Although Moholy-Nagy never formally taught photography during his years at the Bauhaus (1923–1928), he exerted enormous influence through his groundbreaking photographs and through his writings, in which he advocated unusual vantage points, extreme close-ups, radical cropping, negative printing, and cameraless photography. The fourteen works by Moholy-Nagy in the exhibition range from his astonishing new visions of the modern world, such as Pont Transbordeur, Marseilles (1929), to seductive and radiantly mysterious photograms. An extraordinary group of his nudes and negative prints are also on view: his Negative [Portrait of a Woman] (1927/28), with a reversal of tonalities and overhead viewpoint, creates a dreamlike image that belies its source in the ordinary world.
The work of the (then) adolescent student Lux Feininger, son of the painter and Bauhaus master Lyonel Feininger, was more lighthearted than that of the older master and theoretician Moholy-Nagy. Never without his camera, the young Lux, whose nickname is Latin for "light," roamed the school in search of activities he could transform into his characteristically exuberant views of student life, exemplified by the sprightly Jump over the Bauhaus (ca. 1927). He combined his love of photography and music in a suite of lively photographs of the Bauhaus jazz band; this includes an energetic rendering of his fellow band member Xanti Schawinsky with the New Saxophone (1928) and Charleston on the Bauhaus Roof (1927), a riff on youth and modern life. Like the spirited pictures that Jacques-Henri Lartigue made as a youth, Lux Feininger's photographs are witty, playful, irreverent, and extremely rare. With more than twenty of his photographs included, "Dancing on the Roof" provides an in-depth display of his best work—a "mini exhibition" of a remarkable photographer who is relatively unknown but still lively at the age of ninety.
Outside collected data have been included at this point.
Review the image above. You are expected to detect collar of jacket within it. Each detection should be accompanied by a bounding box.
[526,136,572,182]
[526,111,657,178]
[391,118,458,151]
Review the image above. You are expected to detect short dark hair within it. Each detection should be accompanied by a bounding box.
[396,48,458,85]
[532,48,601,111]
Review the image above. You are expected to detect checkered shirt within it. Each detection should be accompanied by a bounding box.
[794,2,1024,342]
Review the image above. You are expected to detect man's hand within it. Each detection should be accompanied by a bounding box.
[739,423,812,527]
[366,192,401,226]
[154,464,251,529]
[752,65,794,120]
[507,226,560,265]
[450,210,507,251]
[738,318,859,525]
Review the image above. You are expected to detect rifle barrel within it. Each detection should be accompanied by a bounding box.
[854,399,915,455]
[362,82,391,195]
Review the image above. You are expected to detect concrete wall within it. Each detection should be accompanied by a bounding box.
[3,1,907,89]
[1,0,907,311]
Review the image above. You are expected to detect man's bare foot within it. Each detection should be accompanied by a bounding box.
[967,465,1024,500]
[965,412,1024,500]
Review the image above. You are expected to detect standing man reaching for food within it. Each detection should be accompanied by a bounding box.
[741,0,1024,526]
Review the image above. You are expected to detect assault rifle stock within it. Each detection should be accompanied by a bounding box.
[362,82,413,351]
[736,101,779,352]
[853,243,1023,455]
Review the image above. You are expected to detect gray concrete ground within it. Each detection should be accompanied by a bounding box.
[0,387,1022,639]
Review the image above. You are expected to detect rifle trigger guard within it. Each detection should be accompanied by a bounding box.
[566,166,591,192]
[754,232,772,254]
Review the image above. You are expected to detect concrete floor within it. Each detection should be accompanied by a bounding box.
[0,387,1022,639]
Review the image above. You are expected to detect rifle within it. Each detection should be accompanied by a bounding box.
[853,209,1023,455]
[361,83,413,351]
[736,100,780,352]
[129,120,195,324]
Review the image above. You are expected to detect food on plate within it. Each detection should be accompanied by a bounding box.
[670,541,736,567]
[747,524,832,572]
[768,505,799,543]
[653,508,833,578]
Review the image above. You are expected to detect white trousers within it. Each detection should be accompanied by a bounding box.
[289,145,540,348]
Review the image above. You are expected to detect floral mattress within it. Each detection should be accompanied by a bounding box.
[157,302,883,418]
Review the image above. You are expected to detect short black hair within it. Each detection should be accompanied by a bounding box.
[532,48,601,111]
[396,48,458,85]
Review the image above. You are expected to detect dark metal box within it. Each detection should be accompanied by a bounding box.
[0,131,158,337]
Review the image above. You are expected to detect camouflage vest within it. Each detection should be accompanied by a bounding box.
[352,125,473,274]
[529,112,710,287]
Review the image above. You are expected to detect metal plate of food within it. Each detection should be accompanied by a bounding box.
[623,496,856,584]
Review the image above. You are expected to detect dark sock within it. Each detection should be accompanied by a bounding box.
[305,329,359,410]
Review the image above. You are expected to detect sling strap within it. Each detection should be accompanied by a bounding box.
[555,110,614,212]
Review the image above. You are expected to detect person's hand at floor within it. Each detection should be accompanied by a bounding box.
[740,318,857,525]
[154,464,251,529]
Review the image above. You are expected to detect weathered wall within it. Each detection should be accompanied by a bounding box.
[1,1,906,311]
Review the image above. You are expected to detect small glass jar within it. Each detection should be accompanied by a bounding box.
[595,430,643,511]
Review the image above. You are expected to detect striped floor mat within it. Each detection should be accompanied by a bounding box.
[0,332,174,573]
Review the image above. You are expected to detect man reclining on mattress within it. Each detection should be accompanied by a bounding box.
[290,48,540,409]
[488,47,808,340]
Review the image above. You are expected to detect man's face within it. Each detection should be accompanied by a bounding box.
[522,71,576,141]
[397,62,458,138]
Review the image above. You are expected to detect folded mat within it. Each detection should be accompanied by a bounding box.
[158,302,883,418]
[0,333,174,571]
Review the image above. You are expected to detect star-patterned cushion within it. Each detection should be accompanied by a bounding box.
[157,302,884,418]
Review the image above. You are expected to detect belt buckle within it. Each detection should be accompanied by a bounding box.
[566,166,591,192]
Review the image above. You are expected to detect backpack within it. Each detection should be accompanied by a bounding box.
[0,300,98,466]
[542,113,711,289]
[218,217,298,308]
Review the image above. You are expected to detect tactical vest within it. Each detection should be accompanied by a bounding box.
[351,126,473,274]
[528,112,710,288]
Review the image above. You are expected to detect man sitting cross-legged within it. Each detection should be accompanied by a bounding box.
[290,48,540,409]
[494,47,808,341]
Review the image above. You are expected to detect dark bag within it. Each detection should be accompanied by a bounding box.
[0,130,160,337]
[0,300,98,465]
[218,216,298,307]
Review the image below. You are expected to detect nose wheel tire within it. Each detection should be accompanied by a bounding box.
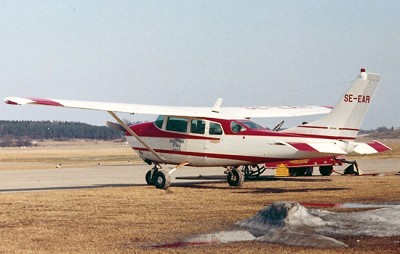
[154,170,171,190]
[227,167,244,186]
[145,170,155,185]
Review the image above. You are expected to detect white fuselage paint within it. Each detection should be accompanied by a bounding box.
[126,129,351,167]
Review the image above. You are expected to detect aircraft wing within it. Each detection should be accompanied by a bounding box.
[4,96,331,119]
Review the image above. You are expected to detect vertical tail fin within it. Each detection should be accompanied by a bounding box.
[283,69,381,140]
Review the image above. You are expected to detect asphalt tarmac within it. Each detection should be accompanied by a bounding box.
[0,158,398,193]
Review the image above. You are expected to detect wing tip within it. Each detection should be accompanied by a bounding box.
[4,97,23,105]
[4,97,64,107]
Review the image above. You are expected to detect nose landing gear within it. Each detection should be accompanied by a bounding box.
[145,162,189,190]
[153,170,171,189]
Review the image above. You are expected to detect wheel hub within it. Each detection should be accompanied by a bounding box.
[157,176,163,185]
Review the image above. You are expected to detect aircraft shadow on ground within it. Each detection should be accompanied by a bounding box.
[172,177,346,194]
[250,176,333,182]
[0,176,335,193]
[236,187,350,194]
[173,183,348,193]
[176,175,333,182]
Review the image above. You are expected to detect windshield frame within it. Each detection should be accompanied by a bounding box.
[237,120,265,130]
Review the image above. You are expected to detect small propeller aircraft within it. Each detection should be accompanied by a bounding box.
[4,69,390,189]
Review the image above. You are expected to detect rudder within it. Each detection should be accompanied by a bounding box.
[283,69,381,140]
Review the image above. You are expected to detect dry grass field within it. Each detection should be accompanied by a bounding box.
[0,139,399,253]
[0,140,139,170]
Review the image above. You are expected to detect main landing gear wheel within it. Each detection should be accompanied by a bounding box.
[305,167,313,176]
[154,170,171,190]
[289,167,304,176]
[319,165,333,176]
[227,167,244,187]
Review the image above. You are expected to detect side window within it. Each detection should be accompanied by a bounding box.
[230,121,246,133]
[190,119,206,134]
[154,115,164,129]
[166,117,188,133]
[209,122,223,135]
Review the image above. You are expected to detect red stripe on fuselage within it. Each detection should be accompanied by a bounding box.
[297,125,328,130]
[298,125,360,132]
[132,147,286,164]
[230,130,356,141]
[339,127,359,131]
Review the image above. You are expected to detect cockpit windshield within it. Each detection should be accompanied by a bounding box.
[237,120,265,130]
[154,115,164,129]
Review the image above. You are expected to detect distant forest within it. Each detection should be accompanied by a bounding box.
[0,120,123,147]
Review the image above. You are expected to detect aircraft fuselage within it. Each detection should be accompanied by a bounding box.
[127,115,353,167]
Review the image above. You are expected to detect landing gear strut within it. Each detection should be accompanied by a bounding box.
[342,160,360,175]
[242,165,267,180]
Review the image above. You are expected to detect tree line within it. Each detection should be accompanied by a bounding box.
[0,120,397,147]
[0,120,123,147]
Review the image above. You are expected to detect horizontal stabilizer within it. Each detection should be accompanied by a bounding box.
[287,142,347,155]
[353,140,391,154]
[284,140,391,155]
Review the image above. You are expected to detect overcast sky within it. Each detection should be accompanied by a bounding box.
[1,1,399,129]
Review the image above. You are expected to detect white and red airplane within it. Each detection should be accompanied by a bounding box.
[4,69,390,189]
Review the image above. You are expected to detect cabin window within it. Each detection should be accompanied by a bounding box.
[209,122,223,135]
[154,115,164,129]
[190,119,206,134]
[166,117,188,133]
[230,121,246,133]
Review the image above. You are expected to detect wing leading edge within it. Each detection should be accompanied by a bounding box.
[4,96,331,119]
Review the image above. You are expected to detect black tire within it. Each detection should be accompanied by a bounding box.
[289,167,306,176]
[297,168,306,176]
[154,170,171,190]
[145,170,155,185]
[289,168,297,176]
[305,167,314,176]
[319,165,333,176]
[227,168,244,186]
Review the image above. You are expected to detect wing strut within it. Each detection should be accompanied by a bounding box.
[107,111,166,162]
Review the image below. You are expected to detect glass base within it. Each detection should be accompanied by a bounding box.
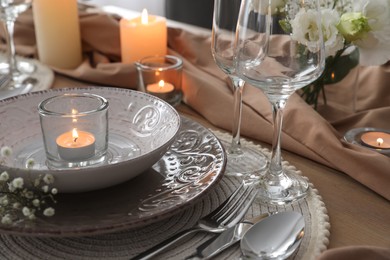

In addition to providing a fertile environment for the experiments of both the great theoretician and the teen-aged student, the Bauhaus nurtured the visions of many other talented photographers, including Umbo (Otto Umbehr), Lucia Moholy, Herbert Bayer, Irene Bayer, Florence Henri, Werner David Feist, Lyonel Feininger, and Josef Albers. Dizzying overhead shots, disconcerting night scenes, innovative industrial and architectural views, beach scenes, Bauhaus theater photographs, and a series of surprising portraits are among the highlights of the exhibition.